3. Unleash Your Passionate Pursuits
History has shown many immigrants to be potent pioneers, blazing paths few others would go down, and seeing them through to the end. Once unleashed, this passionate sense of purpose—as long as it remains consistent and authentic—opens new doors.
Immigrants represent 18% (90) of the company founders on the Fortune 500 list – including the founders of Pfizer, Intel, AT&T, Dupont and others. This passionate pursuit of pioneering crosses over to the children of immigrants who represent the founders of 23% (114) of the companies on the list; these include Citigroup, Walgreens, UPS, Office Depot, H.J. Heinz and others.
4. Live With an Entrepreneurial Spirit
Seizing opportunities to build relationships, advance commerce, and improve humanity is a survival mechanism for many immigrants. Career advancement must be approached with this same hunger for survival.
Google is a great example of what an entrepreneurial spirit can do. The hunger and focus of its founders, one of whom —Sergey Brin – was an immigrant, not only enabled Google to survive the competition; it kept other companies from even coming close to competing on the same scale. While their paths have diverged – co-founder Larry Page is now CEO and Brin is reportedly spearheading Google X, a top-secret hardware lab – the company owes at least half of its success to Brin’s immigrant entrepreneurial spirit, which he himself attributes to growing up as a Soviet Jew in Moscow in the 1970s, where he felt alienated as a minority. His sense of whom to trust and whom to ask for help, his vision to see something better, and the conviction to go after his dreams are traits that Brin’s father, Michael Brin, taught him by example. He developed a tenacious, risk-taking mentality, which led him to unique entrepreneurial opportunities.
5. Work With a Generous Purpose
In the immigrant populations that my organization researches, children are often raised to consider others’ needs as much as their own. This begins with giving inside the family when they’re young. When they’re older, they’re taught that they’re part of a larger community. Sharing momentum within this community ensures continuous prosperity. Being generous enough to share your career goals and aspirations gives you a larger sense of purpose in your own career.
While researching immigrants who exemplify the meaning of generous purpose for my book, Earning Serendipity, I came across the story of Ingvar Kamprad, founder of IKEA. Kamprad notably rooted out the exploitation of child labor from his own manufacturers and then worked to eradicate the problem at its source – by fighting poverty, hunger, illness and illiteracy. Long before social responsibility became the buzzword it is today, IKEA was already setting the standard, thanks to its founder’s immigrant mindset of working with a larger purpose in mind, for the greater good of the community.
6. Embrace Your Cultural Promise, Leave a Legacy
Our research has shown that the immigrant’s familial style of relating to their community expands their circle.

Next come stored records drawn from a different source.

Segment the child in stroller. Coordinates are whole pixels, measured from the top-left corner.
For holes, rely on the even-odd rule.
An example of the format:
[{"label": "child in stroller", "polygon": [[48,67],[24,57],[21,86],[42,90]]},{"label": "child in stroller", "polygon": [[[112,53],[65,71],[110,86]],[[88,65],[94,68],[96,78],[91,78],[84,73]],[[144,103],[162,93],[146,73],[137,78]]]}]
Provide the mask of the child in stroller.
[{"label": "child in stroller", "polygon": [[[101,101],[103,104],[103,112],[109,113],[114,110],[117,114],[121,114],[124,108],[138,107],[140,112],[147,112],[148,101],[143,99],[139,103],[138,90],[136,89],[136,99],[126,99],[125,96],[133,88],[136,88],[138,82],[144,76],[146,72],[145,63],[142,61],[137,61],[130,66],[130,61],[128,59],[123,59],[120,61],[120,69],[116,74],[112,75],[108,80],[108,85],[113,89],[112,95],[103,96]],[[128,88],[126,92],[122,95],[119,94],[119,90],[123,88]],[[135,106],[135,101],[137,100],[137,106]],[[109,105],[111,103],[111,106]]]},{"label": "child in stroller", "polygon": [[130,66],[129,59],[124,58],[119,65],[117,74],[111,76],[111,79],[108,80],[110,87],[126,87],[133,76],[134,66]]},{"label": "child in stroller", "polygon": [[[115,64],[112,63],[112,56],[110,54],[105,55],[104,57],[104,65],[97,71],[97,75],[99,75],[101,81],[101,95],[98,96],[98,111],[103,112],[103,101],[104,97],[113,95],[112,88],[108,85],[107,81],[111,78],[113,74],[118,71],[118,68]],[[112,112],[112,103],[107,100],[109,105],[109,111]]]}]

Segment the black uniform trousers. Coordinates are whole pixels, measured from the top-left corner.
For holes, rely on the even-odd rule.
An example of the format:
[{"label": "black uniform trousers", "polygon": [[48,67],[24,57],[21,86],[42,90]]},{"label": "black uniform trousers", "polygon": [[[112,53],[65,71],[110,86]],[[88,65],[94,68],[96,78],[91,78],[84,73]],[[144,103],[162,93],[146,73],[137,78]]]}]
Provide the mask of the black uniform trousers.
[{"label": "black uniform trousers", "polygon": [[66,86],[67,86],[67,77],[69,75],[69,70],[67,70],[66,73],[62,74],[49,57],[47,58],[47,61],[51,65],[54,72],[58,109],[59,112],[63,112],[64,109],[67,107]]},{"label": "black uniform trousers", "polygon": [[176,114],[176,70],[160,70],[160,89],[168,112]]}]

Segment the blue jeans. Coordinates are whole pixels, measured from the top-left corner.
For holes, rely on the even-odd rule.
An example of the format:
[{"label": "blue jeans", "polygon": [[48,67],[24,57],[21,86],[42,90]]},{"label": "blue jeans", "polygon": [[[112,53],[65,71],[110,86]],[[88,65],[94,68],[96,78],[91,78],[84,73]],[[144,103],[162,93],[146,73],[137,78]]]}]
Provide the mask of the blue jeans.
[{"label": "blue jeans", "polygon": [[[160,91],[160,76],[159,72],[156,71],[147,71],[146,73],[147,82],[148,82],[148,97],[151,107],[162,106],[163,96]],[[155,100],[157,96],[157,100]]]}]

Likewise, some of the strongest bonds in business, across the entire value chain, occur when employees, partners and distributors are treated like family. According to a study conducted by Harvard Business School professor Belén Villalonga , family firms are often able to take a longer-term, more strategic approach, and keep stronger relationships with their customers. In his study, family-controlled firms outperformed their public peers by 6% on company market value. Today, one-third of all companies in the S&P 500 index are run by families.
The immigrant’s cultural promise is that success comes most to those who are surrounded by people who want their success to continue. Managers who embrace this attitude, and practice this skill, will find themselves advancing their careers quickly.
Each of these six ideas interconnect. Their impact becomes greater as they build upon one another. Make them a natural part of your identity, and your career will flourish.